When that final bell rang at two forty-five, the entire school poured into the upper yard and then into the room where Marta and Trixie were set to square off. But there was no Marta. A rumor was going around that she was just coming in for the competition, but I still had a bad feeling that something had gone wrong.

I opened the door and
man!
Talk about the need to reapply! It stank like a butcher shop on a hot day. Every seat was taken, of course; everyone was there for one reason: Marta's humiliation. Trix had spread the word. They were out for blood. That's what they did to me too—the whole school came to watch me get kicked out.

 

TRUE FACT:
Humans love watching other humans get humiliated.

 

It all gave me a horrible bout of post-traumatic stress disorder, with a touch of nausea. I nearly sprained my ankle just trying to run over all those legs I saw. Bobby saw me coming. His mouth was full of Cheetos. Man, I loved Cheetos. “Marta's gonna lose. You know that, right?”

But I didn't care. “Have you seen her? Please tell me she came late—”

Bobby shook his head and stuck his orange fingers in his orange mouth. “Nope, haven't smelled her all day.”

“And that's a good thing,” his buddy Sam said, “because, no matter what she does, it ain't gonna be pretty.”

I looked at them, wondering how everyone just kept going along with the way things were when the way things were
sucked
. “And you think that's okay?”

Bobby shrugged. “It's just the way it is. Yo, Sam, you comin'? This is gonna be hys-ter-i-cal.” And they disappeared, laughing their heads off, into the overcrowded sweat hall.

I screamed after them, “Go, you dumb lambs!” The door closed, I watched from outside through the little square glass. I was so focused on searching for Marta, on willing her to arrive, that I didn't even notice when Trixie suddenly popped up at my side.

“That Roxy!” She shook her head slowly. “She is sooooo mad at you still, my goodness!” And then she rolled those baby blues like I'd seen her do way too many times. “I tried to tell her that you'd changed, that you were, well, normal, but Roxy would not have it.”

“Thanks,” I said, but I wanted to slap her.

She looked at me with suspicion. “What are you doing out here, Charlie?”

“Watching you win, of course!” I threw my hands in the air like a lame cheerleader. “Yeah!”

“Really?” She folded her arms. “'Cause to me it looks like you're waiting for Farta, which I can't imagine, because if you were a real friend, you wouldn't even be thinking of her. You'd be thinking of me.”
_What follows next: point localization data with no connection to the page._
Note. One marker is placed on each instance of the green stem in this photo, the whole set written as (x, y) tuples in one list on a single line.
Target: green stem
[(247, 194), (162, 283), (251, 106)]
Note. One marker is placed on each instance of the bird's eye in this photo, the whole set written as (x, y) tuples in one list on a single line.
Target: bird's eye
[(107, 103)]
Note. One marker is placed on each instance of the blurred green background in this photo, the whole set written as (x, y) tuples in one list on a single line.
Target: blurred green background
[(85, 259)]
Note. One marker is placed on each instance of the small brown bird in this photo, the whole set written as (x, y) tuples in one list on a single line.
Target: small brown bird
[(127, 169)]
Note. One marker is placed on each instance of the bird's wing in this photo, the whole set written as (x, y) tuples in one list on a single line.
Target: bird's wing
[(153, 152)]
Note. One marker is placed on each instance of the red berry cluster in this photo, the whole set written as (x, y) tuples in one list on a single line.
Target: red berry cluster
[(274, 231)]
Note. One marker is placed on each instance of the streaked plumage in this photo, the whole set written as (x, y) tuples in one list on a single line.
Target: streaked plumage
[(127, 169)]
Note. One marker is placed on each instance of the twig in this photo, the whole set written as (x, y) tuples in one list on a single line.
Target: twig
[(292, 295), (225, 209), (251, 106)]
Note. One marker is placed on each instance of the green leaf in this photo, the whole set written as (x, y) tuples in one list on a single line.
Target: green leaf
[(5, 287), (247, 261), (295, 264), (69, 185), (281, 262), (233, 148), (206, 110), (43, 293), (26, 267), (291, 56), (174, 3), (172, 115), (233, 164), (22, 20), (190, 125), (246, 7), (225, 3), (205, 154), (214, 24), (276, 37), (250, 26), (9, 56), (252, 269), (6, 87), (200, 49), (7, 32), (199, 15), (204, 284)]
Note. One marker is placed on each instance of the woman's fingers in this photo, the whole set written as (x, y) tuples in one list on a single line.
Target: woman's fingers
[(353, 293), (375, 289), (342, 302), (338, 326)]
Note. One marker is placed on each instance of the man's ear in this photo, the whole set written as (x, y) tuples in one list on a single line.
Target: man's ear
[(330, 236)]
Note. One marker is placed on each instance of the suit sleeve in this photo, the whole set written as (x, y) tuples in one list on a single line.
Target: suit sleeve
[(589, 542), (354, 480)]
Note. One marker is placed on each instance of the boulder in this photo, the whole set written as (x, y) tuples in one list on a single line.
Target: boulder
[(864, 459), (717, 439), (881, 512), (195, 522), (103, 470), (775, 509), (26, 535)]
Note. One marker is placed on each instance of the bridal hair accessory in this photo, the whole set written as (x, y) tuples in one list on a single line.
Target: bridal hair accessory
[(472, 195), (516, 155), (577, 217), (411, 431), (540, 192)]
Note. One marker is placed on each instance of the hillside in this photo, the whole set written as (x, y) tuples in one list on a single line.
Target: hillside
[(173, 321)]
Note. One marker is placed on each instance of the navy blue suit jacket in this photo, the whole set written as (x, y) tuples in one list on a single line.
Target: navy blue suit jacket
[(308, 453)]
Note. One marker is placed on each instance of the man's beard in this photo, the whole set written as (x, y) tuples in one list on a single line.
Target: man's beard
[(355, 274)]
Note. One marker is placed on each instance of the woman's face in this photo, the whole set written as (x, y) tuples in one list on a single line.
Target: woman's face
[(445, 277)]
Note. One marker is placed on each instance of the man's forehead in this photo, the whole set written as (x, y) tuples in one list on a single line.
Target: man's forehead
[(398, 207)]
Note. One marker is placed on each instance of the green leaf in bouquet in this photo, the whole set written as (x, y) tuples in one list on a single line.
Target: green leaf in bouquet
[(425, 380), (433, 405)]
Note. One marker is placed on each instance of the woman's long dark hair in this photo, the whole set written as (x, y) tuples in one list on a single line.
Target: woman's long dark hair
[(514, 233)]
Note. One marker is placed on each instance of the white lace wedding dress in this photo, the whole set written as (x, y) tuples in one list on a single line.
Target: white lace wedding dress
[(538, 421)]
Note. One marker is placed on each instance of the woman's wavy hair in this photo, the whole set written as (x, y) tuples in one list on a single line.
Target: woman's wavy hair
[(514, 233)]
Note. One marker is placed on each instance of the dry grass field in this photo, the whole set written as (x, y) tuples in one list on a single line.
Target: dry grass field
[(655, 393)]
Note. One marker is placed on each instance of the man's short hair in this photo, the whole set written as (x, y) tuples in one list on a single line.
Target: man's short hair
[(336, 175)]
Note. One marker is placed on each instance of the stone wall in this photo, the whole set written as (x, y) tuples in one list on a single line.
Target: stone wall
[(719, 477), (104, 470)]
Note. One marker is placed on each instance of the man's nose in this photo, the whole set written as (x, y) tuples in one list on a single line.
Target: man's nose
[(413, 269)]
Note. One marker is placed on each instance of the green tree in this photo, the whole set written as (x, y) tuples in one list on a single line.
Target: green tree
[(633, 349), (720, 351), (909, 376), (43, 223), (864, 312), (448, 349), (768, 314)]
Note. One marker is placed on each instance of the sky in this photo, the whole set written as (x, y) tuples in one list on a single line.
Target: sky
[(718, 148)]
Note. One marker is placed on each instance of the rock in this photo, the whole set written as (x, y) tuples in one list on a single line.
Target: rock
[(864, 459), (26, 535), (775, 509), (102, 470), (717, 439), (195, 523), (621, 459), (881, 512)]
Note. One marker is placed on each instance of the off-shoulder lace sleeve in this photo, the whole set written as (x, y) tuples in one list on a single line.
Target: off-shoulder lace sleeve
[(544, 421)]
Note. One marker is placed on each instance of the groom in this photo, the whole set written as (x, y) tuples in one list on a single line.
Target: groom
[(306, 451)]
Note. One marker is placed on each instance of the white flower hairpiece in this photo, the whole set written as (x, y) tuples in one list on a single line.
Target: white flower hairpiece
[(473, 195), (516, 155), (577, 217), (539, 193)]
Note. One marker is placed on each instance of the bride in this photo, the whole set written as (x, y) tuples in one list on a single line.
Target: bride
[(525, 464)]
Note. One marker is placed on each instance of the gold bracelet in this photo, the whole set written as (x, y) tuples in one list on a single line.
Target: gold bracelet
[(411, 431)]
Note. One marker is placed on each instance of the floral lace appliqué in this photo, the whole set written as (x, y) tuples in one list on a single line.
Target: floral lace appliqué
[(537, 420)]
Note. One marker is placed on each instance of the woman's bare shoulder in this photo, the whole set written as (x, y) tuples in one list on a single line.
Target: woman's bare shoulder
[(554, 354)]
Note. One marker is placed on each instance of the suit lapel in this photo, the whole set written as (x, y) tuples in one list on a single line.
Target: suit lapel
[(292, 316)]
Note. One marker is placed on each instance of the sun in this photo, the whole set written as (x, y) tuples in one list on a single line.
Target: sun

“Which I am.” I pointed to the door. “By making absolutely sure that Marta doesn't turn up, I
am
thinking of you, don't you see?”

“You know what?” Her face got all scrunched up like she was about to attack, but then the door flew open and Lillian grabbed Trixie's hand.

She was bouncing up and down. “Marta's missed her slot! You're up now,” Lillian said, beaming, “so don't blow it.”

I watched from outside as Trixie hopped out of her sparkly white-and-silver tracksuit. I spotted Felix in the crowd, but not Pen. I wondered where she was, why she wasn't at the school's biggest day of the year. Trixie stood on the mat, raised her hands high in the air, and then, like a bullet, took off running. It was the same routine she'd been practicing every day; and she'd gotten it down to a science, no mistakes, but she kinda looked like a possessed robot. Even I knew that no matter how hard she wanted it, she didn't have what it took to be great. The dumb crowd roared anyway. Did they even know the difference? Did they care? Nah.

Lillian came out, picked up the microphone, and said, “Ladies and gentlemen, a nearly perfect routine. She already looks like part of the team. And so cute too, don't you think?”

The crowd chanted, “Trixie! Trixie!” And Trixie soaked it up like a dry sponge.

I wanted to cry. The injustice just pissed me off so much, you have no idea. Dang it, Marta! Where the heck were you?! What could have kept you from this? I ran to the parking lot, looking down the street toward the lower yard. Nowhere. I ran back just in time to see Lillian on the microphone again (boy, did she love that microphone). I ran inside the gym.

“Well, the clocks are ticking. We've got about fifteen more minutes”—she batted her silver lashes, letting the room fill with whistles and cheers—“before we can announce our winner.” She glanced at Trixie. They shared a smile.

When Trixie saw me, she came running over. “Did you see, did you see me?”

“You were great,” I said, and then I realized that Babs was gone. In fact, Babs had been gone for a while. “Where's Babs?”

Trixie hugged me with her little, twisted bird arms and put her lips up against my ear. “We took care of it.”

I froze. “What do you mean?”

“It's done,” she said. “As the French say, a fait accompli.”

“Where is she, Trixie?” I asked with a deadly calm.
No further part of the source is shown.